The gig was very sedate, attended in the main by well heeled Malawians and South Africans. The normal ticket price of £15 would be too expensive for the majority of Malawians so I'm not sure why we thought it would be heaving. Everyone had a comfy chair in the auditorium, and we were sat 4 rows from the front. They were supported by the gospel choir of Malawi who were also very good, and who included preaching during their 45 minute set. First time I've experienced this! The gig started at 8 and was finished by 10, quite a bit earlier than both us and our taxi driver had anticipated so we asked a kind usher to phone him for us. He turned up shortly later and the 6 of us, plus driver, proceeded to squeeze into the 5 seater car. Michal and Brad in the front seat and the 4 of us in the back, me sat on Tony's knee.

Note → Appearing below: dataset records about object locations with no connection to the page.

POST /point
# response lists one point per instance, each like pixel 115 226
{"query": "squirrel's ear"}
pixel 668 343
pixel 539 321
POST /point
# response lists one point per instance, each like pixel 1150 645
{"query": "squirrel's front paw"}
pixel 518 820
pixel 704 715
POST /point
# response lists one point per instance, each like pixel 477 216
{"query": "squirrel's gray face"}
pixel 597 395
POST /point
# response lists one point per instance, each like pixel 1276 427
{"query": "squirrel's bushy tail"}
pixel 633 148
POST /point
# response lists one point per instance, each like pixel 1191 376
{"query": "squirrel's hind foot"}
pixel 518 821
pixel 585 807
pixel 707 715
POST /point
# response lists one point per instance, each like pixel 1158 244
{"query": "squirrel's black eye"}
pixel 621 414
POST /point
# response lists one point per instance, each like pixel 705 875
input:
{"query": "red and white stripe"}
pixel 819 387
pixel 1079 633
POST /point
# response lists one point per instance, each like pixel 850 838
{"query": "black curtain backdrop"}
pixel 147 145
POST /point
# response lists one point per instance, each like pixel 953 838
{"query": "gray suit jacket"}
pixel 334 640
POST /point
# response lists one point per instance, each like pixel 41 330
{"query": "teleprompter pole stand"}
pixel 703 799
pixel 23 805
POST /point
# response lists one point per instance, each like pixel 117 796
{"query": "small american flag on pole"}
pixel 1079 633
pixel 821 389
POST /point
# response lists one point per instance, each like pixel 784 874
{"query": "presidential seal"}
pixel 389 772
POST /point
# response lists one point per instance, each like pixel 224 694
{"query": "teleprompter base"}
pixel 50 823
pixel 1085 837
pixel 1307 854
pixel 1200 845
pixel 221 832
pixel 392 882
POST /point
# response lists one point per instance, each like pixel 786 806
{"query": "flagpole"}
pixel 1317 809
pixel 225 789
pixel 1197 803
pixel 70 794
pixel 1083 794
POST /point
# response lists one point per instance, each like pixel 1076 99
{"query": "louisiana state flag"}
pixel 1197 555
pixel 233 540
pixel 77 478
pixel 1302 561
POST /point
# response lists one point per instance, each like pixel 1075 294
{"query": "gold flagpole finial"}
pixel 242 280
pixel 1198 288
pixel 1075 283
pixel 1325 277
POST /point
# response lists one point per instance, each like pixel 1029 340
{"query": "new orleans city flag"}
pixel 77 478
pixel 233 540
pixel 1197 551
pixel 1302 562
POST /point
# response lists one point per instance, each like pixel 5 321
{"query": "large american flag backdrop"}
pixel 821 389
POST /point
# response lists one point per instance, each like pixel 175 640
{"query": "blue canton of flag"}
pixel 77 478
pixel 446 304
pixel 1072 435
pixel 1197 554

Ten minutes later we were pulled by the police, which in the midst of wondering how on earth we'd get home and getting ready to run if it all kicked off, we started laughing. We had our story sorted, it may look as though 2 people were in the front seat but actually Brad and Michal were co-joined Siamese twins. I was trying to sink myself to the floor to try and hide. The driver said he was being fined for being over capacity but I also think his license may have expired. If they did fine him for being over capacity, they didn't stop him from carrying on driving so clearly safety wasn't that high on the agenda. As we drove along in silence, I could feel Tony's head butting against my back and I knew he was trying to stifle his laughs, which obviously then set me off. Five minutes later we were back at the campsite, still giggling like naughty little school kids. We paid the driver more than was originally quoted so at least he was still making profit.
There is at present little to do in Malawi but it is a beautiful, laid back and friendly country. Slowly the tourist infrastructure is improving and more visitors are coming to the country to partake in safaris and relax at the new hotels which are springing up along the lake shore.
Next we head to Zimbabwe & Zambia for lots of activities, including walking with lions, a walking safari to track rhinos, visiting the great Zimbabwe ruins, kayaking down the Zambezi and spending 4 days at Victoria Falls-fun filled and action packed!